- Born: 22 June 1944 (age 81) Shirabad, Surxondaryo Region, Uzbek SSR, USSR
- Allegiance: Soviet Union Uzbekistan
- Branch: KGB (1970–1991) National Security Service (1991–2018)
- Service years: 1970–2018
- Rank: Colonel general
- Commands: National Security Service

= Rustam Inoyatov =

Uzbek government official (born 1944)

Rustam Rasulovich Inoyatov (Рустам Расулович Иноятов; born 22 June 1944) is a former Uzbek government official, as well as a colonel general. He was head of the National Security Service of Uzbekistan (SNB) from 1995 until his dismissal in January 2018. He was said to have been part of the Tashkent clan, a powerful faction within the Uzbek elite. He was said to be one of the most powerful men in the country.

== Biography ==
Rustam Rasulovich Inoyatov was born in the city of Sherabad, Surxondaryo Region. His father Rasul Inoyatov was a KGB colonel.

From 1965 to 1967 he was a concrete worker in the Tashkent Building Trust, at the same time he studied at the university. In 1968 he graduated from the Faculty of Iranian Philology of the Tashkent State University.

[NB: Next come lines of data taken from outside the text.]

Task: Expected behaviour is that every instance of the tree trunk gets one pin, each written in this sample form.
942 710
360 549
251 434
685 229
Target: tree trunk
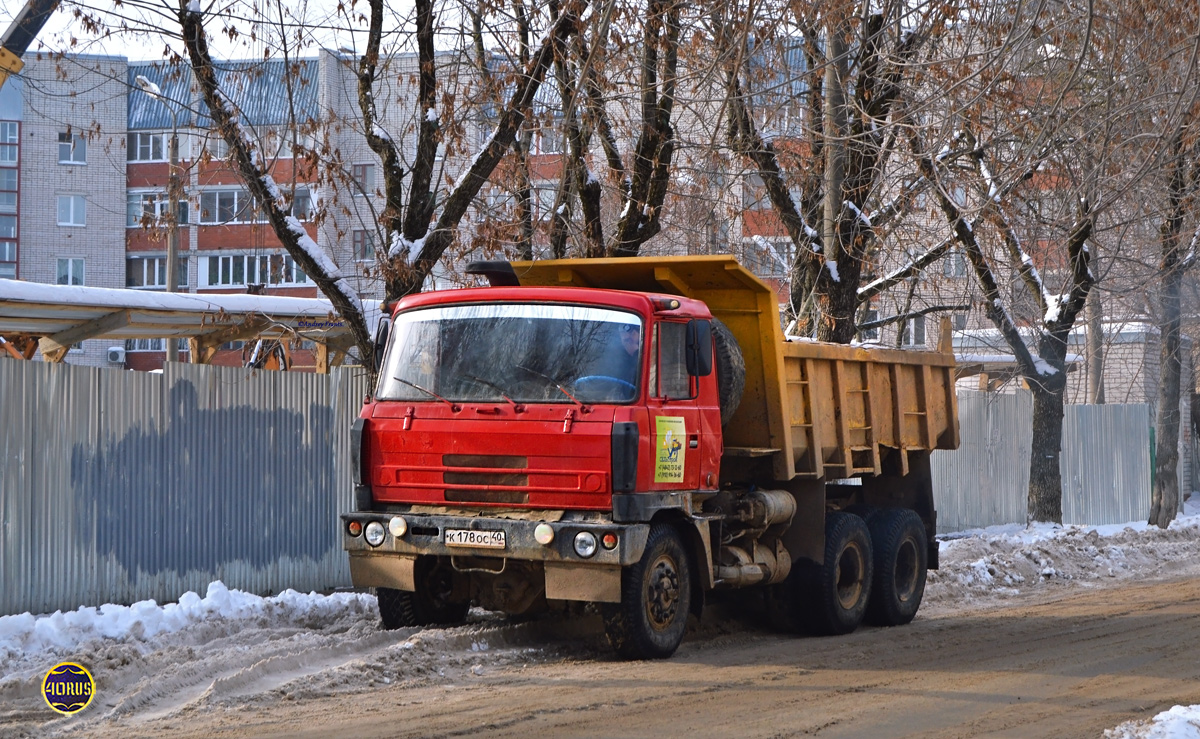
1045 478
837 323
1165 498
1095 348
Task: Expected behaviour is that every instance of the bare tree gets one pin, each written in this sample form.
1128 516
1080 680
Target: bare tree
419 222
834 211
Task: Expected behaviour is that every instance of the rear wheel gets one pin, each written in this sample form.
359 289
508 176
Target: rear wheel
651 619
433 604
898 538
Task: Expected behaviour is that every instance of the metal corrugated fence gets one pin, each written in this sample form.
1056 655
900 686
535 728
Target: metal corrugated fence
121 486
984 481
1104 463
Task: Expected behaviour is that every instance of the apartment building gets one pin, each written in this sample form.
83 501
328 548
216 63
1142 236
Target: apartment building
85 169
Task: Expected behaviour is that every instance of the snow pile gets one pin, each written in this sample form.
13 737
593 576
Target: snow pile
147 620
1007 560
1180 722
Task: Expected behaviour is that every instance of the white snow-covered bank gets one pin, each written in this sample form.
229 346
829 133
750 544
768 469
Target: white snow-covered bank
1008 560
150 624
231 649
1180 722
995 562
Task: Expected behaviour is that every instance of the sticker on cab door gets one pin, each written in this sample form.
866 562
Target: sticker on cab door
669 434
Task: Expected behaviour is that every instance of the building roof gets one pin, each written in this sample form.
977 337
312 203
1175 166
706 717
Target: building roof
259 89
67 314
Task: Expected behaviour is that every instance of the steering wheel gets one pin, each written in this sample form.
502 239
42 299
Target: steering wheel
600 379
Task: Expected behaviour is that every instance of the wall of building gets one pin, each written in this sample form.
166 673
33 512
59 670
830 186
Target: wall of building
82 95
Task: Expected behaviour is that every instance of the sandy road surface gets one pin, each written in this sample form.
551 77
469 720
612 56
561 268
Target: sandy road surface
1071 664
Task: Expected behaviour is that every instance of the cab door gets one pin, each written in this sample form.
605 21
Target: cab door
682 456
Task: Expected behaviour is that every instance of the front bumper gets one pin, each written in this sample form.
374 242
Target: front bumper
425 536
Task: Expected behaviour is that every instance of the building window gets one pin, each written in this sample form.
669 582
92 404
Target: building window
7 259
547 140
150 209
9 143
364 245
301 204
7 190
70 271
72 149
915 331
955 264
216 146
144 148
245 269
150 344
72 210
219 206
364 179
151 271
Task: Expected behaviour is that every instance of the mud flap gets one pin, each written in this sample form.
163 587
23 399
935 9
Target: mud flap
383 571
568 581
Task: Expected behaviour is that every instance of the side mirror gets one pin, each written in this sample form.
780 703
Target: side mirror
383 330
700 348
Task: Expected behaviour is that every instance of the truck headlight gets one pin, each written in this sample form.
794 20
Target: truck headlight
397 526
585 544
544 534
375 533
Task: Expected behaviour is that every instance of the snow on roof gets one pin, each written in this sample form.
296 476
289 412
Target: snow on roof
259 89
46 310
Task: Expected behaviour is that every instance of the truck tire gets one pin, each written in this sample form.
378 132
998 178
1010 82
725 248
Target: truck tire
898 538
431 605
841 587
655 598
731 371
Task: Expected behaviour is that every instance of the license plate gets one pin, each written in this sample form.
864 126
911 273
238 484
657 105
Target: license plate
468 538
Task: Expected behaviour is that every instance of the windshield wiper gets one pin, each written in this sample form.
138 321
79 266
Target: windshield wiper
454 407
556 384
516 407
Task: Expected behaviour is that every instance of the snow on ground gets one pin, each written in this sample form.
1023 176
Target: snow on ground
1180 722
229 648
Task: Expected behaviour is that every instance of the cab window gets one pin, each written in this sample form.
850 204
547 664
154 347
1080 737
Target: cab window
673 382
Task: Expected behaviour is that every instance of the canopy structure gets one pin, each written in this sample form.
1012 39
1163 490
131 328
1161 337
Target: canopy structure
49 318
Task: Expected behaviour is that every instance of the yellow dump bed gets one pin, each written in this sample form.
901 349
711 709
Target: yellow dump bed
810 409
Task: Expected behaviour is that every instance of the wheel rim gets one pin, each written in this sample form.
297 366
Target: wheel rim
663 593
906 572
850 576
439 587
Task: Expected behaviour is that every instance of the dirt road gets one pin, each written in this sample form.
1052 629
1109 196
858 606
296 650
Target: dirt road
1071 665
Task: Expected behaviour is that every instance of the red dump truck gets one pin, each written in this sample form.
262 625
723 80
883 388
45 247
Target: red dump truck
637 433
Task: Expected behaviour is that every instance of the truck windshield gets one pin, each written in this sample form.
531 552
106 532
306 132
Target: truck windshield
510 352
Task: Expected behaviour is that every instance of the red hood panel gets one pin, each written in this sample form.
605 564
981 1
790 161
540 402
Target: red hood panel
491 456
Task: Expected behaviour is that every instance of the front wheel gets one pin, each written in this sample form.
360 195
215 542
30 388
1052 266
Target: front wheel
898 536
433 604
841 584
655 596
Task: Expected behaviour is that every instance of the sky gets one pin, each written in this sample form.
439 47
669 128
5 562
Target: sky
323 26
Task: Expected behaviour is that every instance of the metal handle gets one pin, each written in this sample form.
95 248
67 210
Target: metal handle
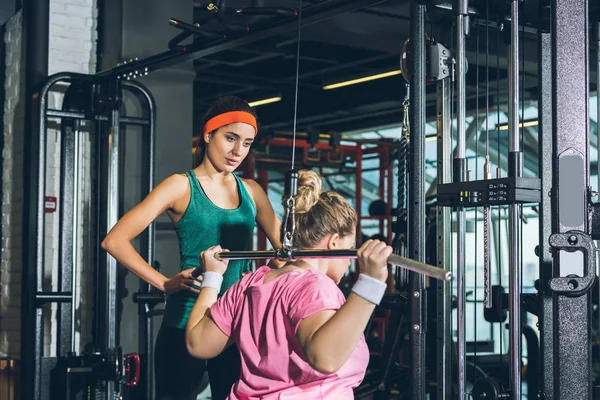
403 262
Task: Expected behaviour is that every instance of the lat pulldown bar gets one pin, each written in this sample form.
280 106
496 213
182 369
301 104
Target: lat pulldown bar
411 265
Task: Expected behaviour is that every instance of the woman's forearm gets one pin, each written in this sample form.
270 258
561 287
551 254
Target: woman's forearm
333 343
126 255
194 326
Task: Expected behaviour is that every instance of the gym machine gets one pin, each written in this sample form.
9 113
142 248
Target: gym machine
102 369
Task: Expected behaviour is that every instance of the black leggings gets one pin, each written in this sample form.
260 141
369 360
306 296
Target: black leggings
178 375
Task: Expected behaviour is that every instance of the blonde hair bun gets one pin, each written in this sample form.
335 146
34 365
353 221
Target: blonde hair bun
309 190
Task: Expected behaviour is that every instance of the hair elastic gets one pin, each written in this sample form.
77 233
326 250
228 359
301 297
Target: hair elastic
230 118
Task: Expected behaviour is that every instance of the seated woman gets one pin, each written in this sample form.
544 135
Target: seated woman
298 337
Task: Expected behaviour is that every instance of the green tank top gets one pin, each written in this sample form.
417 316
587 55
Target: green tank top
204 225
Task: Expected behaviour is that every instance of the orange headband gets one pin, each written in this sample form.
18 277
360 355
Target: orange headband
230 118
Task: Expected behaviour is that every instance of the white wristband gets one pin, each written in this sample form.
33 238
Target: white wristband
213 280
369 288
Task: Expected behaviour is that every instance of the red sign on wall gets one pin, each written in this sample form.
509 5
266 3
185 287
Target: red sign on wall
50 204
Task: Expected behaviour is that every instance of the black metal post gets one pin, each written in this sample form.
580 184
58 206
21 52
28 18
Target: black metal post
36 20
460 167
570 77
416 200
145 331
66 243
546 301
444 246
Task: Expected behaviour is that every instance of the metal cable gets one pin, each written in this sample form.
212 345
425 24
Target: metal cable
296 84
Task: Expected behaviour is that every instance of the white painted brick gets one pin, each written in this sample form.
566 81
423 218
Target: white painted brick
66 20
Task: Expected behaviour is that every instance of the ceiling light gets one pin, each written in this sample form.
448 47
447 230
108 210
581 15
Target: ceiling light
361 80
525 124
265 101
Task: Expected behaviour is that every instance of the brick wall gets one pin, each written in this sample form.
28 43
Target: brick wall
12 190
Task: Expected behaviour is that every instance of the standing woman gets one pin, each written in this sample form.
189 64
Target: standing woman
208 205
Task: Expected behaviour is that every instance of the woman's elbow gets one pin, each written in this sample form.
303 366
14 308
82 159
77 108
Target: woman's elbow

After graduation he served in the ranks of the Soviet army. During military service he was accepted into the service of the KGB of the USSR. Worked in various officer positions in the KGB of the Uzbek SSR, in The First Chief Directorate of the KGB.

In 1976–1981 he was a case officer in Afghanistan under diplomatic cover.

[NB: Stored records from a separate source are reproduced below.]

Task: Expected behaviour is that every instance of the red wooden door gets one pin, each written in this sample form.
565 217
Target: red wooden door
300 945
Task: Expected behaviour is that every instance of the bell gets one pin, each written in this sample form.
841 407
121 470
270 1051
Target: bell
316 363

Since 27 June 1995 – Chair of the National Security Service of the Republic of Uzbekistan. Previously, he was First Deputy Chairman of the department.

In 1996 he was awarded the rank of "lieutenant general", in 1999 – "colonel general".

From 1999 to 2020 Inoyatov was the president of the Tennis Federation of Uzbekistan.

On 31 January 2018 Rustam Inoyatov was relieved of the post of Chairman of the National Security Service of the Republic of Uzbekistan and appointed to the position of State Advisor to the president of the Republic of Uzbekistan. On 15 November 2021 he was relieved of this position.

Rustam Inoyatov is considered one of the most influential people in Uzbekistan – the grise eminence of Uzbek politics.

==Rise to power==

In 1995 the President of Uzbekistan, Islam Karimov, gave him the position of chief of the SNB as a counter weight to his rival's power, Zokir Almatov, the Minister of Internal Affairs. Under Inoyatov's leadership, the SNB rose to power over the rival MVD of Almatov. By 1999, they had more power and funding than the MVD.

He is widely thought to be the kingmaker when Islam Karimov died.

Inoyatov was dismissed by Shavkat Mirziyoyev on 31 January 2018. On 15 November 2021, he was relieved of his post as State Advisor to the president of the Republic of Uzbekistan.